主にどのようなコンピュータがこの脆弱性による危険にさらされますか?

この脆弱性が悪用され、悪意のある操作が行われるには、ユーザーがログオンし、Web サイトを訪問していることが攻撃者にとっての必要条件となります。このため、ユーザーのワークステーションまたはターミナル サーバーなど、Internet Explorer を頻繁に使用するコンピュータが、この脆弱性による危険に最もさらされます。

この更新プログラムはどのように問題を修正しますか?

この更新プログラムは、Intenet Explorer が例外処理を行なう方法を変更することにより、この脆弱性を排除します。 具体的には、3 つの例外ハンドラがこの累積的な更新プログラムで Internet Explorer から削除されます。これらの例外ハンドラは、Internet Explorer 7 お よび Windows Vista からも削除されました。

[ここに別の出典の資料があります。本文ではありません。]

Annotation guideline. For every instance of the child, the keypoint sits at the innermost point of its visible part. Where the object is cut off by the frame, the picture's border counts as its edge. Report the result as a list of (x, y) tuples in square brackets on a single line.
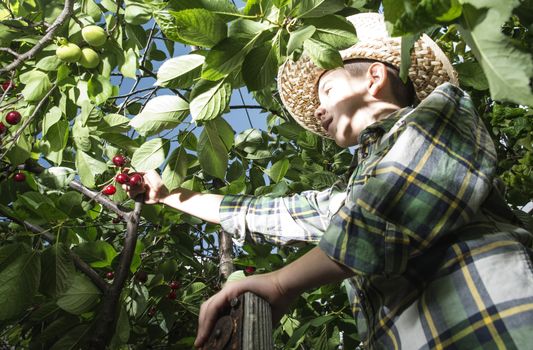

これらの例外ハンドラを削除するとどのような結果がもたらされる可能性がありますか?

これらの例外ハンドラを削除すると、それ自体の例外を処理しないオブジェクトからの例外 (これらは以前に Internet Explorer で確認されました) はアプリケーション エラーを発生させる可能性があります。これらのアプリケーション エラーにより、Internet Explorer が異常終了する可能性があります。アプリケーション エラーが発生するオブジェクトまたはソフトウェアはアプリケーション エラーの原因を解決する、またはそれ自体の例外を処理する必要があります。

これらのアプリケーション エラーを防ぐために何ができますか?

マイクロソフト セキュリティ情報 MS06-023: Microsoft JScript の脆弱性により、リモートでコードが実行される (917344) は JScript のアプリケーション エラーの原因を解決します。マイクロソフト セキュリティ情報 MS06-021 で行なわれた変更の結果として、アプリケーション エラーが発生する可能性のあるそのほかのオブジェクト、ソフトウェアまたは Web アプリケーションはアプリケーション エラーの原因を解決する、またはそれ自体の例外を処理する必要があります。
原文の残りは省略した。